Editorial: Don't take away straight-ticket voting


People have plenty of reasons not to vote - discouragement or unfamiliarity with candidates, demanding schedules, long lines at the polls. The Texas Legislature shouldn’t give them another.

Yet on Thursday, a Senate panel approved a bill that would ban straight-ticket voting. That’s a mistake, and when if the bill comes up for a vote, senators should oppose it.

‘The Senate Committee on Business & Commerce voted 7-0 to send House Bill 25 for potential consideration by the full chamber,” the Texas Tribune reports. “Two members, the only Democrats on the panel, were absent. The vote came less than a week after the House passed the legislation, mostly along party lines. Starting with the 2018 elections, the bill would take away the option for voters to automatically cast their ballot for every candidate from a single party.”

Some see straight-ticket voting as something that is currently benefiting Democrats.

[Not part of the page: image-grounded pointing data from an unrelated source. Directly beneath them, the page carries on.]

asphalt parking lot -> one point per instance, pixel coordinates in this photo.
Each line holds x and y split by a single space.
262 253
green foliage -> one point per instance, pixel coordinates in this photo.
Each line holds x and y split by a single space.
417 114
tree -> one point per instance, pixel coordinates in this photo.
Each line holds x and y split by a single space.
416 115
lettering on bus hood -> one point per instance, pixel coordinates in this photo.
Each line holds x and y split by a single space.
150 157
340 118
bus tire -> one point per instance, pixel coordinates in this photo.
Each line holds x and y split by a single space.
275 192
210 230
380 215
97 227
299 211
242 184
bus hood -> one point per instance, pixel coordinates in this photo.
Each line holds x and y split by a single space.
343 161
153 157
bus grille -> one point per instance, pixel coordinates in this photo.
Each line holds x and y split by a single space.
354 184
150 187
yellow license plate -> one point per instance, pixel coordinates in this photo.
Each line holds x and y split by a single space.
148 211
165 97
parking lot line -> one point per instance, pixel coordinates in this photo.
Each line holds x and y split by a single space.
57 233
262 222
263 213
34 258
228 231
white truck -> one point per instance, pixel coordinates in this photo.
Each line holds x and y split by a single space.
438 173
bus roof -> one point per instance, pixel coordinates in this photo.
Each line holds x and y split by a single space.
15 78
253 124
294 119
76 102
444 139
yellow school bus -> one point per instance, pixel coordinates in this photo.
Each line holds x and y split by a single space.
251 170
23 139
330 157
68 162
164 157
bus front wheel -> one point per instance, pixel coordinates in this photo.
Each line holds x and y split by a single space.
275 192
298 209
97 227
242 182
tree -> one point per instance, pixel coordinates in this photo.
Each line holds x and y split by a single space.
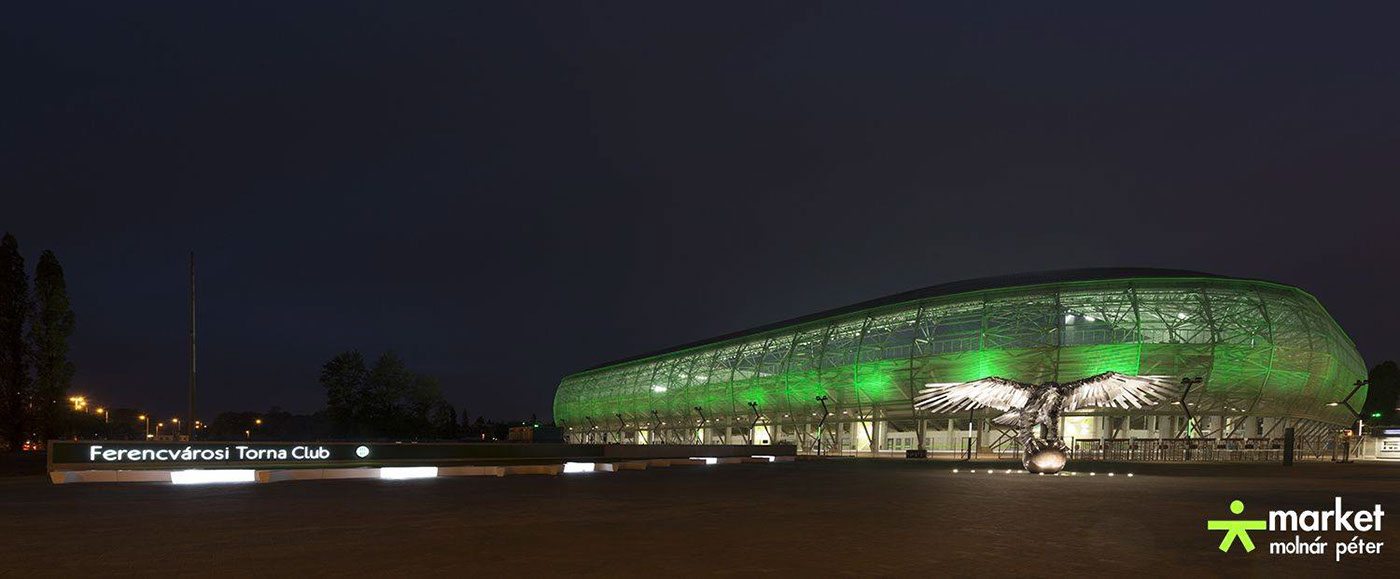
380 411
387 400
343 378
444 420
14 372
1382 392
49 334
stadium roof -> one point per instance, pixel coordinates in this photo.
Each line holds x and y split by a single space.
934 291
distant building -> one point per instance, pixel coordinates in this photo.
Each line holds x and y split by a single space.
534 432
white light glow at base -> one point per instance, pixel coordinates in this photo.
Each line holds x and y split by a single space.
405 473
213 476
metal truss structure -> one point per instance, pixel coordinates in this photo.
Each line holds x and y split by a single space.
847 381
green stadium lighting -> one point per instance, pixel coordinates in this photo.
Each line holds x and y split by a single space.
1267 343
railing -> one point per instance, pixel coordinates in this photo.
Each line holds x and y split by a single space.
1182 449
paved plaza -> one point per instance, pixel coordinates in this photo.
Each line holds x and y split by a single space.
815 518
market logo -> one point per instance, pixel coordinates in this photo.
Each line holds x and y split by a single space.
1320 520
1236 529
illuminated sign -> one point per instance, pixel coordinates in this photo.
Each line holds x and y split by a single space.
100 453
140 455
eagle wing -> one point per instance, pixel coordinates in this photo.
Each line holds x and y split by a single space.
1112 389
989 392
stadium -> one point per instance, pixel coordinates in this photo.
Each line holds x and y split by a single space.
843 381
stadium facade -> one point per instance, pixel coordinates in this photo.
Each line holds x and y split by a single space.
1269 355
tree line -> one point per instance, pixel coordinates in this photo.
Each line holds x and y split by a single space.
384 399
35 326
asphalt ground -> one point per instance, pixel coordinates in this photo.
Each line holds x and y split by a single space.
818 518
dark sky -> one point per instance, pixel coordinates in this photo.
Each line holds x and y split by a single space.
507 192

“Straight-ticket ballots made up almost 64 percent of total votes cast in the state’s 10 largest counties in 2016,” the Tribune explained. “A federal judge blocked a similar law last year in Michigan, saying it would disproportionately affect black voters. After that ruling came up in Thursday’s hearing, Hancock noted that the Michigan law moved through a ‘completely different court system than we’ll move through’ if HB 25 becomes law and it is challenged.”

Here’s why it’s a bad bill.

First, straight ticket voting doesn’t just benefit Democratic voters. It benefits all voters - especially those have lives and jobs and children and school responsibilities.

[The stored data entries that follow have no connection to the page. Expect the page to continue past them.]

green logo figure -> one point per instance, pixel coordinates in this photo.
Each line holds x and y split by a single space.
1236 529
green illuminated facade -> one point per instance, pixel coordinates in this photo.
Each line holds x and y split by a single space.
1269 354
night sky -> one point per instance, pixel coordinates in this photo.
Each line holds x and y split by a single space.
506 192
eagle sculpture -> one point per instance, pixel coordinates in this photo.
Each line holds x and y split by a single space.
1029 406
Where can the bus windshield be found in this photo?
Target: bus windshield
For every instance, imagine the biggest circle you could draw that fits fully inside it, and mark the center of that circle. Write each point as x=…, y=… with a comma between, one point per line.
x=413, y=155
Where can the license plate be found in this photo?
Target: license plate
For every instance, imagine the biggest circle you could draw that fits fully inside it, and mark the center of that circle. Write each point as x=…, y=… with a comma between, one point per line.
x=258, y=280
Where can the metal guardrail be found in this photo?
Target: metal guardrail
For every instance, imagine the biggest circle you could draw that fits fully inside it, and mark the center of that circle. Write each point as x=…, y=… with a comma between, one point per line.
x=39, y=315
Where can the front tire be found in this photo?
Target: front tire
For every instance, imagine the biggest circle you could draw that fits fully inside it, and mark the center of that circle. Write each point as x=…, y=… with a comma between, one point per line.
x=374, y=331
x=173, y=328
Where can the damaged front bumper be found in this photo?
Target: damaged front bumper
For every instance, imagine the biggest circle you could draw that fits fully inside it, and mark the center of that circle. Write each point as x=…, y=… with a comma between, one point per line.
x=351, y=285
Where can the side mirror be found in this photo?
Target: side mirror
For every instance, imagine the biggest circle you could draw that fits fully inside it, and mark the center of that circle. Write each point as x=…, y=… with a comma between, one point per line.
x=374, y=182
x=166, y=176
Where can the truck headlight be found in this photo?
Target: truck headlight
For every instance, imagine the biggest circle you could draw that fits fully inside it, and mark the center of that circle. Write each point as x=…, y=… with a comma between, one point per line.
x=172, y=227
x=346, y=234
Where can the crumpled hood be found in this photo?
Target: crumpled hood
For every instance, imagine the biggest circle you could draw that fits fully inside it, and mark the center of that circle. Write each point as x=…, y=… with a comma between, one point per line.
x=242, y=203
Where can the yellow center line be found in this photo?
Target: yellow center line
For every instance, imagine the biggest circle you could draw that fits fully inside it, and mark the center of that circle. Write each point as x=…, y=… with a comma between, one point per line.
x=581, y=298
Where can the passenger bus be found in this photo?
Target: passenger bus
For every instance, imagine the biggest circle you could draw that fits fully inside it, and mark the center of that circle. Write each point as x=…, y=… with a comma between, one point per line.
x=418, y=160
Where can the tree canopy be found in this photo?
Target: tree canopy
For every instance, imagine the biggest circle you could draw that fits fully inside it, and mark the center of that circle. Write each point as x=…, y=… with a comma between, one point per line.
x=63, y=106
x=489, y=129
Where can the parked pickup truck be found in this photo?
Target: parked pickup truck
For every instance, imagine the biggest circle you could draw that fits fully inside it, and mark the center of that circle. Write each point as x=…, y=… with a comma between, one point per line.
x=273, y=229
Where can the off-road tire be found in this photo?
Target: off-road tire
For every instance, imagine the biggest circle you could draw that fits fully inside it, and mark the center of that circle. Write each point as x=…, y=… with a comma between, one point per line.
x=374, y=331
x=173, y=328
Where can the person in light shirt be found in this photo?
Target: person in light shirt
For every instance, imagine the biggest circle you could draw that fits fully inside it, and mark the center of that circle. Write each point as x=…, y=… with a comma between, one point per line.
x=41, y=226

We would love to believe that every voter has the time, inclination and ability to become fully informed on every race. But that’s simply not reality. Most of us are too busy to fully study up on every Court of Appeals and Municipal Utility District and constable candidate on the ballot. Straight-ticket voting is a way to be pretty sure we’re voting for the candidate who most aligns with our values and beliefs (and yes, of course there are exceptions).

Supporters of the bill counter that voters can still vote all Democratic or all Republican or even all Green Party. And that’s true, but it brings us to the second point.

Why would we make voting more time consuming and less convenient? It will take longer to go through each race, identify the correct party, and push the button. Not a lot of time, perhaps, but how many of us have stood in line on Election Day and looked at our watch, wondering if we truly have time for this, or whether we need to get out of line to pick up the kids from school?

According to the Pew Research Center, the United States already ranks 31st out of 35 developed democracies in voter turnout. Taking away this tool - straight-ticket voting - will inevitably make that worse.

That House bill that was passed by a Senate committee is a bad bill. The Texas Legislature has much, much bigger issues on its plate. The ban on straight-ticket voting should be defeated.